Item 13–16 evaluate current recommendations for increased readability such as the Readability Test Tool (https://www.webfx.com/tools/read-able/), the Gunning Fog Index (http://gunning-fog-index.com/) and the Hemingway App (http://www.hemingwayapp.com/), including the lengths of words and sentences, the use of the active voice and the removal of all unhelpful quantifiers such as ‘some’, ‘few’, ‘rather’. Online tools for readability checks can be useful but are punitive for essential technical terms so they require the removal of these prior to analysis.
• Item 13: Are sentences shorter than 20 words?
• Item 14: Are words, with the exception of relevant technical terms, simple, with fewer than 4 syllables?
• Item 15: Are sentences written in the active voice?
• Item 16: Have all unnecessary quantifiers been removed?
As text structure contributes to the accessibility of text as well as the learning experience of the adult learning skimming for relevant information, items 17–18 evaluate overall structure as well as paragraph length.
• Item 17: Is the text clearly structured?
• Item 18: Are paragraphs shorter than 300 words?
Provided content should increase readers’ agency and reflexivity, meaning their capacity to define and shape their own priorities, preferences and norms (high reflexivity) instead of merely reacting to a given surrounding (low reflexivity). Texts directed at patients are often written in a patronising or infantilising tone which is disrespectful and demoralising. Items 19–20 therefore evaluate whether material is respectful towards the readership as well as in how far it encourages and facilitates independent further learning as critical factors for assuming agency.
• Item 19: Is the text respectful of the readership?
• Item 20: Does the text allow readers to continue to learn on their own, take other action and does it increase their range of options?
Share4Rare: sharing to help patients with rare conditions
After having seen the impact of accessible scientific knowledge on their own network, the MPNE advocates are keen to share their learnings with the wider patient community. In particular, they want to help patients affected by rare conditions who might not be so lucky to have a supportive community behind them.

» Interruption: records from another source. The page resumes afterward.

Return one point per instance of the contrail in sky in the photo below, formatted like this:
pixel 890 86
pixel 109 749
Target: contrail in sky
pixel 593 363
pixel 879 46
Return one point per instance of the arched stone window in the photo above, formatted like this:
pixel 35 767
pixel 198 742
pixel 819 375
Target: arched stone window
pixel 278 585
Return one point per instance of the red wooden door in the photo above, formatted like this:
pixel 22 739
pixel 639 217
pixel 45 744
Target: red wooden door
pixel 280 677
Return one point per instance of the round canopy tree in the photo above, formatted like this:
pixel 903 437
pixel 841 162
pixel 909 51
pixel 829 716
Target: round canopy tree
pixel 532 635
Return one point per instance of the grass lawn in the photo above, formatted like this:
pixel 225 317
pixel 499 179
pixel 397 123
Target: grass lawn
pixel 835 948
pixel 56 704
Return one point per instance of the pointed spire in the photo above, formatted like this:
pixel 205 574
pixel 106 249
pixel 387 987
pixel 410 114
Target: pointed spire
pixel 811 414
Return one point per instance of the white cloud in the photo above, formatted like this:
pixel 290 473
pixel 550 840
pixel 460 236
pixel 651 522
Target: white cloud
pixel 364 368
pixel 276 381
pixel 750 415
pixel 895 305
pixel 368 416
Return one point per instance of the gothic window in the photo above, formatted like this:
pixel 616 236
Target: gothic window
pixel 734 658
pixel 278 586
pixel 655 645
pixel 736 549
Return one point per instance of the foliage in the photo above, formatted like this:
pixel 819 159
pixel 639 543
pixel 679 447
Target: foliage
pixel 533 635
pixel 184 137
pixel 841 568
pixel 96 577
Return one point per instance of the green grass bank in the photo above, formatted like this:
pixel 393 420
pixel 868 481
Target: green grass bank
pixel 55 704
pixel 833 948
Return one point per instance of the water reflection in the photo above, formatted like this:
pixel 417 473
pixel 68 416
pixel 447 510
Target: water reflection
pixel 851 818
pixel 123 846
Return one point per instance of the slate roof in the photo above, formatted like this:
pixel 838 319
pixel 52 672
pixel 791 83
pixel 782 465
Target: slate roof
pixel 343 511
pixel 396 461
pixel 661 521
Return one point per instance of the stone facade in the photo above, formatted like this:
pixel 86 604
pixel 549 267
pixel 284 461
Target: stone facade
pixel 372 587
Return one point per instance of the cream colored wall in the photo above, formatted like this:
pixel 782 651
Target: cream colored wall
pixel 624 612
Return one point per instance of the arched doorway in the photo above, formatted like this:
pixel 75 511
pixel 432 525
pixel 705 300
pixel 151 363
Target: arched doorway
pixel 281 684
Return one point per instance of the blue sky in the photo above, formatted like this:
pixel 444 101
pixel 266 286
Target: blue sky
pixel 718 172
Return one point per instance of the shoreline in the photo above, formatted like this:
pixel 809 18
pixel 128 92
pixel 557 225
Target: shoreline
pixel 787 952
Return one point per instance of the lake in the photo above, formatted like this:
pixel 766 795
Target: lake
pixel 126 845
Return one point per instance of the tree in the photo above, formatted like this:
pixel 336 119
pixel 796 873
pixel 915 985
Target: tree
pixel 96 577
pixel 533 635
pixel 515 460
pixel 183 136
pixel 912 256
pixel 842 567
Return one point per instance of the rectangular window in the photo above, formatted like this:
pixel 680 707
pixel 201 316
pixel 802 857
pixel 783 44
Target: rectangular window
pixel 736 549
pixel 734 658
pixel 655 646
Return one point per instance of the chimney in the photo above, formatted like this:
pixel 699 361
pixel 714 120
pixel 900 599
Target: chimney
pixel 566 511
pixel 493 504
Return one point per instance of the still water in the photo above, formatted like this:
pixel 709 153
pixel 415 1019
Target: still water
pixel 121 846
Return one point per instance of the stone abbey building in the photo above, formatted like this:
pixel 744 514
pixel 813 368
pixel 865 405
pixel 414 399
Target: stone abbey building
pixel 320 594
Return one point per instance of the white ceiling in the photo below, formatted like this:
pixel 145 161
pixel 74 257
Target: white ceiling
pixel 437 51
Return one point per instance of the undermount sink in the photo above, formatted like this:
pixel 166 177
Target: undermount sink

Violeta, founder of Melanom Romania, states: “For patients, knowledge means protection. Knowledge also means influence in research in your disease area. And education is the key and V2A2 the accelerator to that knowledge!” The advocates are now working towards their next goal: establishing a Share4Rare research platform that enables patient communities to initiate and run their own, validated research projects.
What inspired you to create V2A2?
<> We have learned in Melanoma that knowledge protects patients. We as a Melanoma community therefore spend considerable time and effort on keeping up to date ourselves and sharing scientific information via diverse patient forums and across language barriers. As a result, our forums have become safe places for learning and exchange. And thanks to the overall level of knowledge, we as community have become widely engaged in research projects ourselves. Our hope is that V2A2 will allow other communities to quickly replicate our learnings- and with that, keep many other patients safe!